Künstliche Intelligenz und digitale Werkzeuge im Zentrum von Schulentwicklung
Künstliche Intelligenz (KI) ist kein Zukunftsthema mehr – sie ist längst Gegenwart. Ihre Potenziale reichen von personalisiertem Lernen über Diagnostik bis hin zur administrativen Entlastung. KI-gestützte Tools können Lehrkräften und Schulleitungen helfen, Routinetätigkeiten zu automatisieren, Feedbackprozesse zu unterstützen und Lernfortschritte differenziert sichtbar zu machen. KI muss als das Lernen und Lehren unterstützendes Werkzeug betrachtet werden – nicht als Ersatz für pädagogische Beziehungen.
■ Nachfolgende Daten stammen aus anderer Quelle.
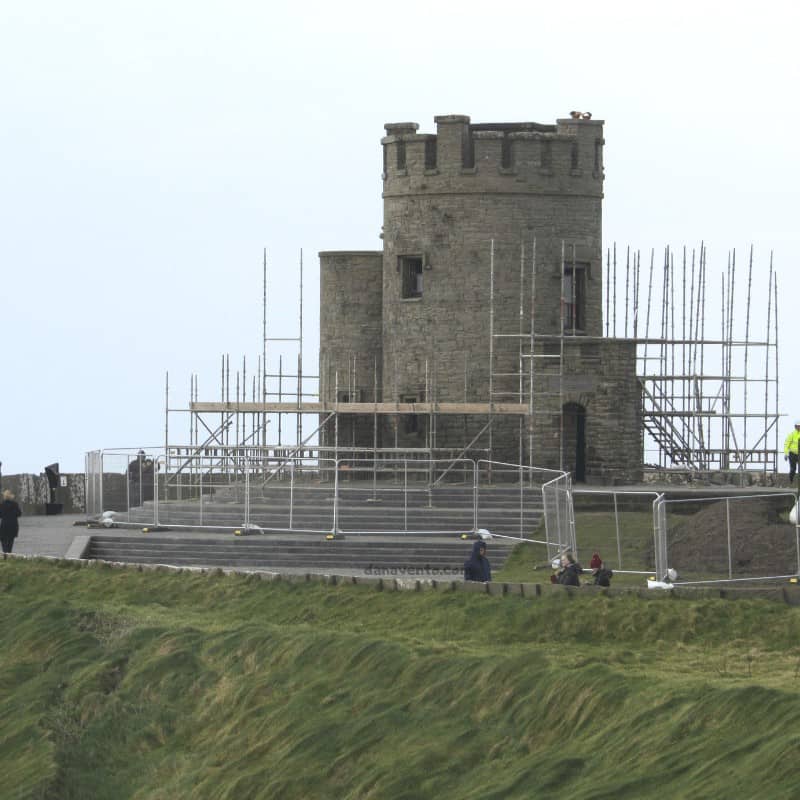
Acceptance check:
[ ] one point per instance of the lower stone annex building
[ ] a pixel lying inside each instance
(477, 329)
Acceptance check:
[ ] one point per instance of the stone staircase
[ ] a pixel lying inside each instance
(437, 557)
(361, 510)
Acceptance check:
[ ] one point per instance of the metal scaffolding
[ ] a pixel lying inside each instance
(707, 403)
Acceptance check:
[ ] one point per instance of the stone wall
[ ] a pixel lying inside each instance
(32, 492)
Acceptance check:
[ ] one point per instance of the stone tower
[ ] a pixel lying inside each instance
(485, 228)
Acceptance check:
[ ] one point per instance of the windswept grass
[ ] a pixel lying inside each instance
(126, 684)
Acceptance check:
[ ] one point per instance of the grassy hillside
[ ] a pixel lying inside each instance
(142, 685)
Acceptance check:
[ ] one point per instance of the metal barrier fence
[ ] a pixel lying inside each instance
(620, 525)
(272, 489)
(744, 538)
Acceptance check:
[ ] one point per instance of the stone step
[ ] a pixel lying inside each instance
(312, 554)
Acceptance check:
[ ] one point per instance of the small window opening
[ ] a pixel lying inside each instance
(411, 276)
(507, 153)
(573, 301)
(547, 154)
(467, 149)
(430, 154)
(410, 421)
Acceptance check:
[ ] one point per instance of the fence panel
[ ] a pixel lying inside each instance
(619, 526)
(731, 538)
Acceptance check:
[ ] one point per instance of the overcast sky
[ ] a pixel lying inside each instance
(149, 151)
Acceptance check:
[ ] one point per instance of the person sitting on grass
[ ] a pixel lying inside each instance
(477, 567)
(602, 575)
(570, 571)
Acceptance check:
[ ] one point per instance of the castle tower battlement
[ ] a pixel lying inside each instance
(489, 230)
(521, 157)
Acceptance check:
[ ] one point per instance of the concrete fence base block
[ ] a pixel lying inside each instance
(791, 595)
(364, 581)
(557, 590)
(302, 577)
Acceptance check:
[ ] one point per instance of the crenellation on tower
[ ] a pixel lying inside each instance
(563, 158)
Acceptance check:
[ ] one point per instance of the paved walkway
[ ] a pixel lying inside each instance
(48, 536)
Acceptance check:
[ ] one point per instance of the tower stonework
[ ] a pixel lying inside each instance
(488, 229)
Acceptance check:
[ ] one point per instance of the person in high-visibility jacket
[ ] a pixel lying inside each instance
(791, 447)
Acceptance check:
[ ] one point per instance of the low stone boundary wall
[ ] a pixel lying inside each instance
(32, 492)
(784, 594)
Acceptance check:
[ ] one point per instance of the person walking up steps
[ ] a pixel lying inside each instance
(10, 513)
(790, 450)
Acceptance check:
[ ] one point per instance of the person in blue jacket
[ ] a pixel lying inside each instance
(477, 567)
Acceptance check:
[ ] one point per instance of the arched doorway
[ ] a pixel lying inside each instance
(575, 441)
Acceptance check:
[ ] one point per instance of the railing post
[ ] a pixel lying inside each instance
(728, 527)
(155, 492)
(405, 495)
(291, 494)
(246, 495)
(475, 483)
(335, 495)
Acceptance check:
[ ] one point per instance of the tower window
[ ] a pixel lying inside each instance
(410, 421)
(430, 154)
(506, 153)
(573, 299)
(411, 276)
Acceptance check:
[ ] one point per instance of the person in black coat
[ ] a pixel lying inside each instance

Bayernweite Schullizenzen für datenschutzkonforme und sinnvolle generative digitale Tools, Plattformen und Apps würden hier Sicherheit geben und entlasten, denn Fachleute und Ressourcen fehlen an allen Schularten, um hier gezielt auszuwählen. Innovation darf nicht an mangelnder Ausstattung oder zu schulartspezifisch gedachten Strategien scheitern. (vgl. Huber et al., 2024)
Bildung im Wandel: Chancen erkennen, Zukunft gestalten
Digitalität ist mehr als Technik. Sie ist Ausdruck einer sich wandelnden Kultur, die neue Formen des Zusammenlebens, Lernens und Arbeitens hervorbringt. In dieser Veränderung liegen immense Chancen: für die Individualisierung von Lernwegen, für kreative Ausdrucksformen, für neue Partizipationsmöglichkeiten. Doch diese Chancen entfalten sich nur, wenn Schulen zu Gestaltungsorten werden. Gute Digitalität muss vorgelebt werden – in der Schule, in der Verwaltung, in der Lehrkräftebildung. Diese Veränderung benötigt aber vor allem auch Zeit und Ressourcen.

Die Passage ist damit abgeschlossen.